Economy

Trader loses bid to access frozen Sh53m in crime case

gavel-money

An embattled finance executive has scored a double victory, winning back his job and a Sh36 million compensation for unfair dismissal for rejecting illegal orders by a chief executive. PHOTO | POOL

The High Court has declined to allow a businessman access to about Sh9.1 million of the more than Sh53 million that were frozen in August over suspicion that are proceeds of crime.

Justice Esther Maina dismissed the application by Antony Kepha Odiero seeking to allow him access to part of the frozen cash so that he could pay his workers’ salaries and office rent.

The judge also dismissed his application to lift an order freezing the two high-end motor vehicles that he submitted had made him immobile, as they are tools of the trade and had interfered with his businesses.

Justice Maina said Mr Odiero had failed to demonstrate that he had suffered hardship as a result of the freeze order issued in August after an application by the Assets Recovery Agency.

According to the judge, whatever hardship is likely to flow from the failure to pay the staff’s salaries and rent for business premises did not outweigh the risk that the funds and assets may be lost, concealed, or transferred if the order is lifted.

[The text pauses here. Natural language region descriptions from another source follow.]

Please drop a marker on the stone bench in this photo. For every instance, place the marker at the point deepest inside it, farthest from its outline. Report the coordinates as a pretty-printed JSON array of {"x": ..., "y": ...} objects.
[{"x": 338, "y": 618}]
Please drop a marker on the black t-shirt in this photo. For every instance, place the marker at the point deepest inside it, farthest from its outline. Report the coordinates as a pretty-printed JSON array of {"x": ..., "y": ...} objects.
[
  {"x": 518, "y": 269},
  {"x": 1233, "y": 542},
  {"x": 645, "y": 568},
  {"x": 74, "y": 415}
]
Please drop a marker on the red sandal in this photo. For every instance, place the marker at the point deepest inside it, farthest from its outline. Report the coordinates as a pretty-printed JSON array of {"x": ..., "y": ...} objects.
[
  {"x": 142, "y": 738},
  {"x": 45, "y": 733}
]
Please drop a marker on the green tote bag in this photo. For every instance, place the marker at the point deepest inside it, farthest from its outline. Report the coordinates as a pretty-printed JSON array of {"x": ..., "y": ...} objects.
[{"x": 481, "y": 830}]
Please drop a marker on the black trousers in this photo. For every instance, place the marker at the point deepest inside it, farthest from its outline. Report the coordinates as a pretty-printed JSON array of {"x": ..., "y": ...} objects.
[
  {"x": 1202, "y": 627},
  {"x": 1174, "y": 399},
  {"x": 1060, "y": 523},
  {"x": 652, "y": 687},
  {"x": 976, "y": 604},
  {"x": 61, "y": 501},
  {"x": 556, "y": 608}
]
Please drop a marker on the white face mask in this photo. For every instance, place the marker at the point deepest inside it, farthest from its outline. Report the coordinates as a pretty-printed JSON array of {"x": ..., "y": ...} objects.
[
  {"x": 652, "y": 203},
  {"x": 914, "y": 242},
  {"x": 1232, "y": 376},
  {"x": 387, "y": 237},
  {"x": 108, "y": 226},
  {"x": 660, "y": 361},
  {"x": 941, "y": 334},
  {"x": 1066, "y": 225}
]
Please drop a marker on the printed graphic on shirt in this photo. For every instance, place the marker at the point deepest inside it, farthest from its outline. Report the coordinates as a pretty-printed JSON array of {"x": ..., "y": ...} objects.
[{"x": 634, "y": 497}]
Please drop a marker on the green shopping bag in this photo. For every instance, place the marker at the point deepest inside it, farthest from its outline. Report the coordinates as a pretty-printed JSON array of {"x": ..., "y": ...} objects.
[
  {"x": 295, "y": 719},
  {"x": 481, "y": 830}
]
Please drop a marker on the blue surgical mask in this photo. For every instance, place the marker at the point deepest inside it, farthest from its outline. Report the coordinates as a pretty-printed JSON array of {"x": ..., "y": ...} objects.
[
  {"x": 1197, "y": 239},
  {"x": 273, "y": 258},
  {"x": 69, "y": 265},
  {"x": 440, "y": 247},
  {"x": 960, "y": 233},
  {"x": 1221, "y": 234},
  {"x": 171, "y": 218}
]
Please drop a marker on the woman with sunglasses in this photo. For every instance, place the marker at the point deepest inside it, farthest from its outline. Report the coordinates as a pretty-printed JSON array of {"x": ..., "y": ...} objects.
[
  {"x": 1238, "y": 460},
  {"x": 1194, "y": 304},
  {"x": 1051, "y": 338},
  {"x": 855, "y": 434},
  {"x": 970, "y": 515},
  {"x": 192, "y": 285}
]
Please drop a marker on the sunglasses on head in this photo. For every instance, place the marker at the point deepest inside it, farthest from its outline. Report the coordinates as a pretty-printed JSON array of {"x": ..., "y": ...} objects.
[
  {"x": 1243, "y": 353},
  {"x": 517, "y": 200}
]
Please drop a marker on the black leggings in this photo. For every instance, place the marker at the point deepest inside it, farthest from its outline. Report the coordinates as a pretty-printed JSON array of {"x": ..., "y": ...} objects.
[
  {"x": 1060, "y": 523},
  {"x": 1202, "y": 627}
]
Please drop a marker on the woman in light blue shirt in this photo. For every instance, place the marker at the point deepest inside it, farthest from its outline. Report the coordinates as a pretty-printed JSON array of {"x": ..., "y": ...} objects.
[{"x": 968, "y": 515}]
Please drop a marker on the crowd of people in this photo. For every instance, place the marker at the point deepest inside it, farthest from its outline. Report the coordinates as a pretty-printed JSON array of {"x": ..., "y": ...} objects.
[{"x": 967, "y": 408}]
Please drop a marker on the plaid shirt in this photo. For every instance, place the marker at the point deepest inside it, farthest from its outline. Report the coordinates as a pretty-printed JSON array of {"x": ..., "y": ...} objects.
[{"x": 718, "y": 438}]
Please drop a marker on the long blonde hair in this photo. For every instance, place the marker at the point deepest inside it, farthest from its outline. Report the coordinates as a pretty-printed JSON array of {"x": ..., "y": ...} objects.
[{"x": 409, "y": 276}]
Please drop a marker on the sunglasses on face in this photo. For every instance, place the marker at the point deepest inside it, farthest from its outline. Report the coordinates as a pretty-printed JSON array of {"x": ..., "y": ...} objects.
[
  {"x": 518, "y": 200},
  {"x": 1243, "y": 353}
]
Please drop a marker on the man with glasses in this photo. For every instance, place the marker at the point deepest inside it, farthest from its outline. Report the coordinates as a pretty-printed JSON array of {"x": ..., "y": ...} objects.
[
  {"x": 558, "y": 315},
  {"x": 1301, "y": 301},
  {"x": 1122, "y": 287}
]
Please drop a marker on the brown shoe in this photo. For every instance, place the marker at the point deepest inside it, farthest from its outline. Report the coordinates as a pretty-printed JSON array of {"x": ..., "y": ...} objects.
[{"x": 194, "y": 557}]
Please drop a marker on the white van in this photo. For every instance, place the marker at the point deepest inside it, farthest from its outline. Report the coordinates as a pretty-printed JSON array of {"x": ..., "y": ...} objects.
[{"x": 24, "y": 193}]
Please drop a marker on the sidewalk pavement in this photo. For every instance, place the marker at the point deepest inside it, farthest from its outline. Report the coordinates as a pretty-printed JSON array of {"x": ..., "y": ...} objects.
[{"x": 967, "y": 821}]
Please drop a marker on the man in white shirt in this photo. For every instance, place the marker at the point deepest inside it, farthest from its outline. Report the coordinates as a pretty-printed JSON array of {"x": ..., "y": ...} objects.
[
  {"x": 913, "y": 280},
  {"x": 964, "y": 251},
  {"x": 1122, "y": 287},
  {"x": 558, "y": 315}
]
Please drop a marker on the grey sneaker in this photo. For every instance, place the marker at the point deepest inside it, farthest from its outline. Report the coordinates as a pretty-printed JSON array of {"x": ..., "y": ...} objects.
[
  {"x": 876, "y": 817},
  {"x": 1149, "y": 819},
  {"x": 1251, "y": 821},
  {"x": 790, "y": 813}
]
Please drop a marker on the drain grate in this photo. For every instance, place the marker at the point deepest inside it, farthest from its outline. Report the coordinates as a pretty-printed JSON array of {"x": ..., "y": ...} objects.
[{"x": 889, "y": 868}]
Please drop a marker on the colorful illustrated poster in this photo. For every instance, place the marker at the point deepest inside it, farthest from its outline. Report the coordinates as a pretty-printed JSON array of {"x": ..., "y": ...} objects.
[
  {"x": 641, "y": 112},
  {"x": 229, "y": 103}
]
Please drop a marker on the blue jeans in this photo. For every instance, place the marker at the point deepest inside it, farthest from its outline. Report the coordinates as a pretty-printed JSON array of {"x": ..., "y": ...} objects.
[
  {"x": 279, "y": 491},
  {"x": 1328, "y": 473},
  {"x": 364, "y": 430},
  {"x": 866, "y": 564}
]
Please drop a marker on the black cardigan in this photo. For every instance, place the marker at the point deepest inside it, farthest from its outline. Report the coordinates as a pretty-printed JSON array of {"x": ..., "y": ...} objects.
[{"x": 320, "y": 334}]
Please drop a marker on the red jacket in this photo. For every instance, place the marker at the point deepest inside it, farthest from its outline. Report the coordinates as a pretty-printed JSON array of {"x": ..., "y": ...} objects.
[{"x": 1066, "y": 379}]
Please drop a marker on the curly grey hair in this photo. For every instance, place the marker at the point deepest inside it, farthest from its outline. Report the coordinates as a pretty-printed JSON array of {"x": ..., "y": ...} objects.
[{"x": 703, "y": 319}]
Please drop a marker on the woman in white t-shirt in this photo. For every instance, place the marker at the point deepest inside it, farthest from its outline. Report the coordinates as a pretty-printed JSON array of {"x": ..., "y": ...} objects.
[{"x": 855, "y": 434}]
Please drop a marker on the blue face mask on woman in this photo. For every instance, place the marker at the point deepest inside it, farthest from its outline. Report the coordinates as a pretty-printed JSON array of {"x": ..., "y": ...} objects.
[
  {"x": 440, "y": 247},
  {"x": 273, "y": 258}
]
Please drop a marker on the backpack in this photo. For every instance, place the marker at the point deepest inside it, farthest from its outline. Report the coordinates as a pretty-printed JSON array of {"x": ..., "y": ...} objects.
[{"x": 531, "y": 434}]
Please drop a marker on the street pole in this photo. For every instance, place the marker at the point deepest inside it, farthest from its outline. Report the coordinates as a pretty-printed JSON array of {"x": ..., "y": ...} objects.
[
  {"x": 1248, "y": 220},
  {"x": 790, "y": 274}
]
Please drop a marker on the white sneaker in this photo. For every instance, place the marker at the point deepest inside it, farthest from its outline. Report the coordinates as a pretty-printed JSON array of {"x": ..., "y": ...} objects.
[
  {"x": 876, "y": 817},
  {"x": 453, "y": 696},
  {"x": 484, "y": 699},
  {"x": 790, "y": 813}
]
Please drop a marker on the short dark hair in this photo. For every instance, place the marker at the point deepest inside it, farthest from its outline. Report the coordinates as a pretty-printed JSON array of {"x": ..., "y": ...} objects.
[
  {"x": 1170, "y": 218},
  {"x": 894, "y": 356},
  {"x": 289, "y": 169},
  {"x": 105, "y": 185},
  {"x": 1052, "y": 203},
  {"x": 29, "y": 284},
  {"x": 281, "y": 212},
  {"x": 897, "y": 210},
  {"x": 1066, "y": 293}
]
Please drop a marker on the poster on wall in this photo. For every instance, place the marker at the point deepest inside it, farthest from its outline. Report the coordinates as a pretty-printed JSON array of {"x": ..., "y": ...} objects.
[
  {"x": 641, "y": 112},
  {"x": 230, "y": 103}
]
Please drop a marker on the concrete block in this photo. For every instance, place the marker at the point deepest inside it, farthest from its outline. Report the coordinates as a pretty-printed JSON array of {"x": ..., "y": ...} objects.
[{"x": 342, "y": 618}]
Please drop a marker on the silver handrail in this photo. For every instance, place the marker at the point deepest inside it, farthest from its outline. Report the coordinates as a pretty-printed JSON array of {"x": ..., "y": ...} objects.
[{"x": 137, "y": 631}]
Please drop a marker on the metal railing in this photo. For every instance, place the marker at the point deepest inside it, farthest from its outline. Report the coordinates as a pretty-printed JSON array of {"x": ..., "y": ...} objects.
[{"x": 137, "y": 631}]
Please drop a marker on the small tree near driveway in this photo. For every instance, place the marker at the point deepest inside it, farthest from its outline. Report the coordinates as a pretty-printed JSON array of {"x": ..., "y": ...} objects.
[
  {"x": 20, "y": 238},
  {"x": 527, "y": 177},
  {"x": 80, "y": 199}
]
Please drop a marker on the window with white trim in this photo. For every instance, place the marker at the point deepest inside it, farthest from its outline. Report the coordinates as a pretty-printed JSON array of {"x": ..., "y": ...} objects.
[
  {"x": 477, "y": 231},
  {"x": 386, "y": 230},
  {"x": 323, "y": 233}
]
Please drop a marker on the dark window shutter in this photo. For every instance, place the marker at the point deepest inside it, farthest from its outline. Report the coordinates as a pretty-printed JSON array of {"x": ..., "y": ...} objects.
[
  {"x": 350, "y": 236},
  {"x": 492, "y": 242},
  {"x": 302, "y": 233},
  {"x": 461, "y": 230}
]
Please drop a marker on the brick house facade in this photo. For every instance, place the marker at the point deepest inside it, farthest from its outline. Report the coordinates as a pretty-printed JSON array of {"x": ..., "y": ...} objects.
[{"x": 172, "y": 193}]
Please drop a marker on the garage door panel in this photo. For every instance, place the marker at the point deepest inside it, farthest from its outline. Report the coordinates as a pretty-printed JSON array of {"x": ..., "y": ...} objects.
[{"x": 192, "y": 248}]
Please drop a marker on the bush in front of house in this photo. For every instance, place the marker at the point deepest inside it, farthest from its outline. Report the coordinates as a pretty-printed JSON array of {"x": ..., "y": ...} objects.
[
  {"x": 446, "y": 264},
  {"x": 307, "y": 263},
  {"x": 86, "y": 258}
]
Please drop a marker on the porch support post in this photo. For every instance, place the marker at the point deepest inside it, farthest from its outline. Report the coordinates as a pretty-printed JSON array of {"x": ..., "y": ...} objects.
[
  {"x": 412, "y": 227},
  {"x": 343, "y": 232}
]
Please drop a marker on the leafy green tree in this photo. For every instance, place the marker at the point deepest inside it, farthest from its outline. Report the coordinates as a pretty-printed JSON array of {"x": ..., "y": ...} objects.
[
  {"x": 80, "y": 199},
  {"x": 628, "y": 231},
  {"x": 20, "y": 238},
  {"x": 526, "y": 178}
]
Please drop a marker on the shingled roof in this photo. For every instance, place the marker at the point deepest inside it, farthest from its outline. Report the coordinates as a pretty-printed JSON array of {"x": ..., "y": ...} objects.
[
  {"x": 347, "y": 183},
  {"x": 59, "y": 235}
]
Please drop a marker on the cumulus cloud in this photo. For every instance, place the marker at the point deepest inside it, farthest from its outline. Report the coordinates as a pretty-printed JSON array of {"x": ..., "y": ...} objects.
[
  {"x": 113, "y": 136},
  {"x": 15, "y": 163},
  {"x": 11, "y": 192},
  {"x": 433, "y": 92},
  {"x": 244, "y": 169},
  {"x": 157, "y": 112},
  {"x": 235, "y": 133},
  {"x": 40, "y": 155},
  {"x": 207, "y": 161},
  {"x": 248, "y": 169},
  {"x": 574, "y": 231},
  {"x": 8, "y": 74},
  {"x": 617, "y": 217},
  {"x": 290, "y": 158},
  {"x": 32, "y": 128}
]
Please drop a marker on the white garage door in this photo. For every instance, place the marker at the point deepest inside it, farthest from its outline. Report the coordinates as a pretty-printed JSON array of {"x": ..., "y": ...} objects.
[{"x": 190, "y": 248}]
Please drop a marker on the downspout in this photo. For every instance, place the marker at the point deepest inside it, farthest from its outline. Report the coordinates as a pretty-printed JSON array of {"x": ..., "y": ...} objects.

“I have carefully perused the evidence placed before me by the respondent/applicant, and come to the conclusion that he does not meet the threshold for discharge of the order,” said the judge.

The court blocked the businessman from withdrawing more than Sh53 million in US dollars deposited in his bank accounts and from selling the two vehicles, a Range Rover and Mercedes Benz, which are suspected to be proceeds of crime.

Mr Odiero submitted that it is more than 100 days later and the agency has not shown or tabled evidence to show that he was involved in criminal activities or was a beneficiary of criminal conduct.

He told the court that he had been subjected to inhumane and degrading treatment and labelled as a drug trafficker, a ‘wash wash’ guy, and a money launderer when there was no evidence to substantiate the allegations.

He said the move had affected his business and reputation yet the freeze was a pure witch-hunt without any factual or evidentiary basis but to criminalise his job for having money in bank accounts.

The businessman further said he should be allowed to take the vehicles after the National Transport and Safety Authority registered caveats on them as they are susceptible to damage under the Agency’s custody as they will be parked in a basement.

Mr Odiero also submitted that he has not paid his staff salaries since August yet he explained himself after he was summoned yet the investigators allegedly declined to look at his business invoices, which explained the deposits.

ARA opposed the application and stated that the agency only needed to show the court the likelihood of the possibility of the money and vehicles being proceeds of crime by establishing reasonable grounds.

The agency said it is suspected that the businessman acquired the funds under preservation through money laundering and his bank accounts are suspected to have been used as instrumentality of money laundering.

“That preliminary investigation has established that the respondent conducted suspicious transactions which were mainly cash deposits and withdrawals,” the agency said in submissions filed in court.

The court was informed that the businessman made clustered deposits ranging from $3,000 to $100,000. Part of the funds were used for the purchase of the motor vehicles.

The ARA said between 2020 and 2023, Mr Odiero had deposited $596,500 in the bank account, mostly from a company identified as Straight Business Agency.